Монстр остановился прямо за комнатой, тяжело сопя. Опять невозможно завоняло, и я подавил очередной рвотный позыв. Из-под щели между дверью и полом поползли маленькие белые опарыши. Мои ноги отчаянно затряслись, и мне показалось, что я теряю рассудок.
Это нечто ушло дальше по коридору, и я стремглав вылетел из комнаты, когда наступила тишина. Сбежал по лестнице, едва не скатываясь по ней кубарем, запрыгнул в расстегнутые ботинки и схватил куртку, сорвав с нее петельку. Только бы добежать до безопасного места…

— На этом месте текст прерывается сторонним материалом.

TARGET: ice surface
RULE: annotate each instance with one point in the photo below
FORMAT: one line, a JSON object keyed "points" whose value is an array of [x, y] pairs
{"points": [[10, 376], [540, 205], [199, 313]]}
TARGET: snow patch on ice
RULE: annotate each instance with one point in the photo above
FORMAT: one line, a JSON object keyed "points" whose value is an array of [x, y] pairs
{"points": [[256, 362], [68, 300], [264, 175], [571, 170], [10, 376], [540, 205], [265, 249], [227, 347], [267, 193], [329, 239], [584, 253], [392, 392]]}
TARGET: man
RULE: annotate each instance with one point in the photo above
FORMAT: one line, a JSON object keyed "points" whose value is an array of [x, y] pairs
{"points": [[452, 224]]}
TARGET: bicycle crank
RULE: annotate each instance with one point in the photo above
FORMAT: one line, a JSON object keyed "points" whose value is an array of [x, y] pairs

Зловонное дыхание защекотало затылок, и я дёргано захлопнул входную дверь. Морозный воздух ударил в лёгкие свежестью, граничащей с болью. Я и не осознавал, настолько затхлый и спертый был воздух в доме, но думать об этом было некогда.
Я побежал к лесу, параллельно увязая в снегу, который внезапно стал, как тягучий кисель.
Сзади захрустел снег, мои уши обдало отголосками громкого злого смеха. Надрывая легкие, я бежал вперёд. Но даже в деревне, в этих рядках покосившихся домов, негде было спрятаться.
— Тема? — Послышался звонкий обеспокоенный голос. Ступор охватил все мое тело, и я резко обернулся.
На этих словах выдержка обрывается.